JetBlue Airways is pushing back against a report saying that court papers reveal its plan to raise fares up to 40% on Spirit Airlines’ jets after acquiring the carrier for $3.8 billion.
“Unfortunately, following a filing error by the legal team for a group of consumers that has filed a baseless lawsuit, we are in a position where we need to correct the record,” a spokesperson for the New York-based airline said on 25 August.
JetBlue takes issue with a widely-cited 24 August report from legal news service Law360. That report said plaintiffs challenging JetBlue’s acquisition of Spirit failed to properly redact sections of a recently filed court document, which were reportedly viewable if copy-pasted into another document. Law360 says the sections reveal plans by JetBlue to increase ticket prices 24-40% on Spirit’s jets after completing the acquisition.
But JetBlue, which has insisted its acquisition of Spirit will increase competition, says the report does not accurately portray its plans.
The court documents in question “did not include JetBlue internal plans, but rather the plaintiff’s attorney’s interpretation of court evidence”, says a spokesperson for the airline.

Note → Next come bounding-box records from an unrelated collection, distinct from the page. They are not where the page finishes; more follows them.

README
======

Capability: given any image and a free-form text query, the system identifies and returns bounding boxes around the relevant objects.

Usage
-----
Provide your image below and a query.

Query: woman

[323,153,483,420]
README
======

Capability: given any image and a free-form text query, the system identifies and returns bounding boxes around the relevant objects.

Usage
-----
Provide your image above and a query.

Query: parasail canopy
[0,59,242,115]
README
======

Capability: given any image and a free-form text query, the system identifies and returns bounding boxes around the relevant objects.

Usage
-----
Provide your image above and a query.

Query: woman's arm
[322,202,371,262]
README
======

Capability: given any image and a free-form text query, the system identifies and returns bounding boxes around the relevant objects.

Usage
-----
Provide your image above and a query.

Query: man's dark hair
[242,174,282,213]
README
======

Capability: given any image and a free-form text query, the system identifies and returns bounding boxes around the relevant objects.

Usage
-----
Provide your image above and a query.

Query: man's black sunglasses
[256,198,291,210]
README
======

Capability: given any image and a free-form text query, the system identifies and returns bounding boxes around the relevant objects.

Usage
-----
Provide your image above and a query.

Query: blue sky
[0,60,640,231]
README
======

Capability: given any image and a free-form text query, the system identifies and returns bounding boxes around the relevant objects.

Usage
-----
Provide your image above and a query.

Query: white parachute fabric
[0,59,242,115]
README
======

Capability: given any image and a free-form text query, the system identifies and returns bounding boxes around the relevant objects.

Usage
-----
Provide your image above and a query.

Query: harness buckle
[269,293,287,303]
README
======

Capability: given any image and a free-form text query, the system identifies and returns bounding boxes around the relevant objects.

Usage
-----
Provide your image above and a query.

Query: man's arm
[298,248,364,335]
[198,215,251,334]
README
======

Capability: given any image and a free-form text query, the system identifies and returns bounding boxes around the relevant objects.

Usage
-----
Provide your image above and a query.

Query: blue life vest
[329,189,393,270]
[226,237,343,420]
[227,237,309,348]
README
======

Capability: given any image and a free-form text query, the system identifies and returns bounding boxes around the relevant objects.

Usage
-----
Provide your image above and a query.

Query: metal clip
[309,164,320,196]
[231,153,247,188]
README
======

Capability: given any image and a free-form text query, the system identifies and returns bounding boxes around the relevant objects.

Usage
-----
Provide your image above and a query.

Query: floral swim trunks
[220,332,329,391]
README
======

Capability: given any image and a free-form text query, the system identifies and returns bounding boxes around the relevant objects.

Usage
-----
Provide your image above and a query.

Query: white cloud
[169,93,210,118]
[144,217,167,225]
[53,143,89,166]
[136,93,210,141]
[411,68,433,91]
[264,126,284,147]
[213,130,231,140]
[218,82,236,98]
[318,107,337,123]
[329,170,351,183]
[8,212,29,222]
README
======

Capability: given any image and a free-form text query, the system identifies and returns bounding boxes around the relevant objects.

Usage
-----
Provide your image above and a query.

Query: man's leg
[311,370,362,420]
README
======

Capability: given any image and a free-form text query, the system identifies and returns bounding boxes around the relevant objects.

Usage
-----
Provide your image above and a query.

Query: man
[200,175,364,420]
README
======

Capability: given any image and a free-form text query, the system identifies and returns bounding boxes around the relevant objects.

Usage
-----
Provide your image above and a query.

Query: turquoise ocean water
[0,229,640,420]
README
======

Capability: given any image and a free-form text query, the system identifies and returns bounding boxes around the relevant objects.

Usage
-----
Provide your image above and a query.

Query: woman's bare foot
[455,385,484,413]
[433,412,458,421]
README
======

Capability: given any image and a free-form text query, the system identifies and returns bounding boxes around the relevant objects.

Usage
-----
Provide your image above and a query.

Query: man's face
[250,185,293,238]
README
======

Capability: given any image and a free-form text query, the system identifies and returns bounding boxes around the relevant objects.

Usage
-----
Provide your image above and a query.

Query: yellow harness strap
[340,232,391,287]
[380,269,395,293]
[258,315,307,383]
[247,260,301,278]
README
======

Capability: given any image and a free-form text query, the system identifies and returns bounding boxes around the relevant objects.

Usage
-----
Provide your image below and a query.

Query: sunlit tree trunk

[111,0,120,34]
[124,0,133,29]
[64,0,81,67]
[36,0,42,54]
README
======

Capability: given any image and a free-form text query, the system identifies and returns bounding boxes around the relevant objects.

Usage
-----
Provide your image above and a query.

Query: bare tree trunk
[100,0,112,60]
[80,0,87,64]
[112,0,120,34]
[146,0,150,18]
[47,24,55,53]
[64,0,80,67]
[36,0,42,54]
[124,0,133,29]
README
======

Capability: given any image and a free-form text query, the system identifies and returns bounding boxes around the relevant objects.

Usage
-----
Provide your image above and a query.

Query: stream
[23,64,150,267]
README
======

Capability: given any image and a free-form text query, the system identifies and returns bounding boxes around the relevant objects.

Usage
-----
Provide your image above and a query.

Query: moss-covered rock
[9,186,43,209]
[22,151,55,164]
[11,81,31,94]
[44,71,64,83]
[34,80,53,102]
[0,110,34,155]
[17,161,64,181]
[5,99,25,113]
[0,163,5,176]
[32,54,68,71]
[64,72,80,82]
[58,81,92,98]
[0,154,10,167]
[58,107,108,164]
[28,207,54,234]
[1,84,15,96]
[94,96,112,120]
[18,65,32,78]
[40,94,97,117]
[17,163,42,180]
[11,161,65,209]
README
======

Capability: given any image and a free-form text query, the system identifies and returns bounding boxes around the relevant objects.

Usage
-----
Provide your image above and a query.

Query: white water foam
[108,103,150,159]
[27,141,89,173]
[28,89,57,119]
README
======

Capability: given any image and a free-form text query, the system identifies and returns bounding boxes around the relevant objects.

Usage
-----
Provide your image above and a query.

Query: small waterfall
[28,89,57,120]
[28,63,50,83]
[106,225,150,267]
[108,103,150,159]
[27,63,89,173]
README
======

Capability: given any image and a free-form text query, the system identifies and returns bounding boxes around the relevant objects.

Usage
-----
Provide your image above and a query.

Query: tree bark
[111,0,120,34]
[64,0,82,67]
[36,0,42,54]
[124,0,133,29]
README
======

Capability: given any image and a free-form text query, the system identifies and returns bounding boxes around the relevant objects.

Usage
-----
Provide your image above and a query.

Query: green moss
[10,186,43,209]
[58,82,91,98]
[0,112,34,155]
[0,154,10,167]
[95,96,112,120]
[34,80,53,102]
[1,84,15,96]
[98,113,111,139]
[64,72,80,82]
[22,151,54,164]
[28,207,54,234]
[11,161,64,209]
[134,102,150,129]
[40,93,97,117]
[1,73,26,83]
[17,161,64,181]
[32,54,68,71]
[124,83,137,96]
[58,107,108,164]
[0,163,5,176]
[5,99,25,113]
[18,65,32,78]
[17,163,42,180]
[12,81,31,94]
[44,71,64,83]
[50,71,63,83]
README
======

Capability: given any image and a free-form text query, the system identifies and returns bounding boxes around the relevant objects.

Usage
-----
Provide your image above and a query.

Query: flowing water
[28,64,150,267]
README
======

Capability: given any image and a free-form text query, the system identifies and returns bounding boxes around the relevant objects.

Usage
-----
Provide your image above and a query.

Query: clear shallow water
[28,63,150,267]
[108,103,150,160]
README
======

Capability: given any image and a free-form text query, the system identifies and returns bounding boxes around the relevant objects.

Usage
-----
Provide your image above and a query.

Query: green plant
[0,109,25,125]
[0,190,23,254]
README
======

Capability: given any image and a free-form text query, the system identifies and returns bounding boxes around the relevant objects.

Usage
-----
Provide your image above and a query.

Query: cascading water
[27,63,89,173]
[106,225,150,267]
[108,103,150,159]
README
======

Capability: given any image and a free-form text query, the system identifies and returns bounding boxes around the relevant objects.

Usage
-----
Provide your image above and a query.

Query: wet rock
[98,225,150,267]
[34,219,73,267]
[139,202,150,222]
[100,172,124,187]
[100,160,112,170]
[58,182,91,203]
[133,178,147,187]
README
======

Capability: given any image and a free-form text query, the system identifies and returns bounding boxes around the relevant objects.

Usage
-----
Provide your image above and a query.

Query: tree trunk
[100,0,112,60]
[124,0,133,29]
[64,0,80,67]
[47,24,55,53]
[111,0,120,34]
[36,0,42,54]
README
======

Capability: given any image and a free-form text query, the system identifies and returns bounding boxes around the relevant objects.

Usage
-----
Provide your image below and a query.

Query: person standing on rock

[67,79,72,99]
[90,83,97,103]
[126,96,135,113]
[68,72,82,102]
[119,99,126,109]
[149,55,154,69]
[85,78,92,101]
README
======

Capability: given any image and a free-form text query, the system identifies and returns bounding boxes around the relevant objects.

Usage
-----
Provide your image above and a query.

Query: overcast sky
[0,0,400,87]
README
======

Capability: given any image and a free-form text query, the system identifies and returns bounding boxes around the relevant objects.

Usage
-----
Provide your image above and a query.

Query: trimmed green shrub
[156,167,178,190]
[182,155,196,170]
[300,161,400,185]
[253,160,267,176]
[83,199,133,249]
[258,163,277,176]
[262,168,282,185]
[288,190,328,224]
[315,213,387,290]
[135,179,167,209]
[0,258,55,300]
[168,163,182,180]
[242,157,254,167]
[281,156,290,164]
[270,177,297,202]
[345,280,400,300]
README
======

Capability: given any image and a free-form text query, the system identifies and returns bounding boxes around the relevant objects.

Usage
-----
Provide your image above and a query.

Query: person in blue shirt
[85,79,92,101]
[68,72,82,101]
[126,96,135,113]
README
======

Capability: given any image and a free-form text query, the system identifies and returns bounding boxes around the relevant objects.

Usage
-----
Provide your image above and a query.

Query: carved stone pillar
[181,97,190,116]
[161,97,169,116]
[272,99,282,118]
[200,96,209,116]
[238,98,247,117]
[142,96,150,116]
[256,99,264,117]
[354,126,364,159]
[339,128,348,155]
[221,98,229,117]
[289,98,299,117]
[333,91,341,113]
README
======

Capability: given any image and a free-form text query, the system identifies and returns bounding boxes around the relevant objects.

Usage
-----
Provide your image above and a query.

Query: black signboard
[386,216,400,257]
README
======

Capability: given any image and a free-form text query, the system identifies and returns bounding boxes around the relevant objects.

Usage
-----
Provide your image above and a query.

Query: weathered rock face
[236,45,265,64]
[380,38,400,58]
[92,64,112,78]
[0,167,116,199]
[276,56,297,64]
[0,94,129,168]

Details are murky partly because the information in the relevant court paper has since been totally redacted. Still unclear is whether the plaintiffs’ attorney used internal JetBlue information to come up with the alleged fare-hike estimates.
”This information comes from the plaintiffs, who are pointing, in an opposition brief, to what they say are JetBlue estimates,” says Bryan Koenig, the Law360 reporter who authored the article.
JetBlue argues that facts have been misrepresented by Alioto Legal, the San Francisco-based law firm representing air travellers and travel agents in a private lawsuit seeking to block JetBlue from acquiring Spirit. The plaintiffs say the deal will violate antitrust laws, according to documents filed with US District Court for the District of Massachusetts.
The US Department of Justice (DOJ) is also seeking to block JetBlue acquisition of Spirit, through a separate case in the same court.
“The claims reported by several media outlets did not reflect facts set out in JetBlue documents,” says the JetBlue spokesperson.
“It is important to understand that the redacted text was content written and produced by Alioto in their own court filing, not redactions to JetBlue internal documents,” the spokesperson continues. “These redactions were in text where Alioto had outlined, in their own words, their argument to the court, and essentially represents the plaintiff’s spin on confidential evidence they have reviewed.”
Attorney Joseph Alioto declines to comment about the redacted material but points to public comments made by Spirit’s chief executive, Ted Christie, before Spirit accepted JetBlue’s acquisition offer.
He cites a May 2022 cable TV news interview with Christie in which the airline executive said “half the expected synergies” of JetBlue acquiring Spirit “would come from reduced capacity and increased fares to consumers”.
“This is not plaintiffs’ spin,” Alioto says. “It is an admission of Spirit’s CEO. Claiming otherwise is JetBlue’s spin on facts Spirit has already conceded.”
JetBlue has previously said it plans to remove seats from Spirit’s fleet of Airbus jets once the deal is finalised, configuring those aircrafts’ cabins like its own.
But the company maintains that its proposed tie-up with Spirit would boost competition with the “big four” US carriers – American Airlines, Delta Air Lines, Southwest Airlines and United Airlines – while increasing the number of low-cost flights available to budget-conscious travellers.
“We are confident that our merger with Spirit will give a much-needed boost to airline competition in the US and result in more low fares and higher-quality service for customers,” JetBlue says. “We look forward to laying out all the evidence to support our case this October.”